Citizens United will not destroy our democracy. In fact, most of the hyperbolic "damage" this opinion did was already done in 2007. The floodgates will be no more opened in 2010 than they were in 2008. The opinion may not be rested on the soundest reasoning, or the reasoning I would have employed, however the judgment the Court reached was proper.

This is why I, the President of the Purdue American Civil Liberties Union, along with the national ACLU, support the conclusion of the case. What we can ultimately hope for is that this opinion will be used as precedent in the future to continue the expansion of free expression, in all mediums, of all thoughts, and for all people.

Okay, whew, that may have been long winded, but I think it was necessary. And now that Citizens United is finished, the conservatives on the Court can go back to trying to stop the gays from doing whatever they do in the bedroom (parades?).

To my dear friends here, I look forward to reading and responding to your comments. And I hope I did what I can to shed some light on this matter.

You can reach Nick DeBoer at or


Bill said...

"Most of which the readers of this blog probably won’t enjoy."

Nonsense. I enjoyed it thoroughly. It makes a similar case as the "Liberal Viewer"

which would make sense as he is also from the ACLU.

I'd like to hear what would you think about a Constitutional Amendment to overturn this decision.

Nick DeBoer said...

I dislike a constitutional amendment that would restrict speech. However, I would be all in favor if, either by statute or amendment, to require the federal government to finance all elections. It would honestly cost less than 10 billion dollars every two years, which would be a small price to pay for a strong, working, democracy.

ShamRockNRoll said...

I just finally got around to reading this... This was a good post Nick. It definitely caused me to rethink this case. However, I'm still on the fence about it. I'm disgusted by how much power corporations have in our country. While corporations can't "sponsor" a candidate, isn't running all the ads money can buy for that candidate basically the same thing?
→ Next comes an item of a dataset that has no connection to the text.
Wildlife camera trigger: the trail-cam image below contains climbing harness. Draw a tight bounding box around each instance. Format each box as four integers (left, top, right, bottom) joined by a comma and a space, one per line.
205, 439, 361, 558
I am all for public financing. So are you saying you would support a ban on corporate ads, donations, etc. in exchange for publicly financed federal elections? How about elections for state office?

Nick DeBoer said...

I wouldn't support limiting the corporations speech on their own behalf, but banning all contributions from all corporations or PACs to a federal campaign would have a great effect on removing their influence from the legislative process.

While they would still be free to share their thoughts to the public, the federal officals would only have to worry about the message and not about who is going to donate to their future campaign etc.